Jack Buttler, an urchin diver from San Pedro, and Steve Legere, a lobster, crab, and sheephead fisher from Marina del Rey and Newport Beach, have both been named.

One of the plaintiffs’ lawyers, Matthew Maclear, stated, “We have filed this action on behalf of probably the most impacted sector – commercial fishermen, divers, and retail and wholesale markets.” “This generational-defining event has had significant effects on fishermen, merchants, and consumers that must be addressed quickly to prevent the demise of one of Southern California’s most varied fisheries.” Our clients banded together to preserve their livelihoods and Southern California’s beautiful coastline when the oil disaster polluted the environment.

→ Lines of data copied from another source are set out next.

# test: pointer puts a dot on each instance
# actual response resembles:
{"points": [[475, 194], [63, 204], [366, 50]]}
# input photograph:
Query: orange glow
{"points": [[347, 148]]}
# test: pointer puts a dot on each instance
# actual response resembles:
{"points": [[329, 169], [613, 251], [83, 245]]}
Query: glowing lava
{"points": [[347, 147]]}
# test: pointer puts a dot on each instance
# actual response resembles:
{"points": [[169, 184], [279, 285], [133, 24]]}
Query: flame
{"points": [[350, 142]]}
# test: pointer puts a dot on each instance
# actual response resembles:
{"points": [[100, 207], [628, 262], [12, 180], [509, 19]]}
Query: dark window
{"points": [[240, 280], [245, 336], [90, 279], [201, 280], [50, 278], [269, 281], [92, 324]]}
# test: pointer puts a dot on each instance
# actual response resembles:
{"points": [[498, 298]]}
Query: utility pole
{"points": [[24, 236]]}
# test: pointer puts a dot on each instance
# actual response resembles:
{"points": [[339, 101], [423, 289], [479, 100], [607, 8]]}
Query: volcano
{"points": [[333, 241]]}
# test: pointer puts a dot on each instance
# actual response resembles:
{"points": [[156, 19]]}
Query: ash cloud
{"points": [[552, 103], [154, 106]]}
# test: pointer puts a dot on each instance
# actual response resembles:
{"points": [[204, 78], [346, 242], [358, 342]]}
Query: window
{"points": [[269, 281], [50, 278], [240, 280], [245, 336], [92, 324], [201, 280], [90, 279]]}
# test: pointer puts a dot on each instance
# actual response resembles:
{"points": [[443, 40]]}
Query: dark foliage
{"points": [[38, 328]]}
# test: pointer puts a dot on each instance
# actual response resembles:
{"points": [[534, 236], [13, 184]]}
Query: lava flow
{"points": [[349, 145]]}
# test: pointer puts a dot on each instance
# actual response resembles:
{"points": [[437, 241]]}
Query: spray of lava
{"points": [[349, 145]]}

Businesses in Huntington Beach have filed a class-action lawsuit in response to an oil spill off the coast of Orange County.

Many Quality Fish customers are reluctant to buy seafood, according to the lawsuit, which was filed late Friday in federal court in Santa Ana. The market’s proprietors have “severe worries that the economic loss from lobsters would be significant since current and anticipated prices were predicted to be high,” according to the complaint, which began last week and continues through March.

Other kinds of seafood, such as red snapper, halibut, rock cod, sardines, and anchovies, were also anticipated to suffer losses.

According to the complaint, since the leak has contaminated the seas from San Clemente to Newport, where Buttler typically collects urchins, he now has to drive his boat to places up to 65 miles away to dive for the spiky marine species.

Buttler sells 500-700 pounds of urchin each week to Quality Seafood, according to the lawsuit, and the leak has significantly harmed his capacity to generate the same or comparable revenue as before the disaster.

“As a result of the spill, he is no longer allowed to collect in the regions where he depends, resulting in substantial financial hardship,” the plaintiffs’ lawyers said.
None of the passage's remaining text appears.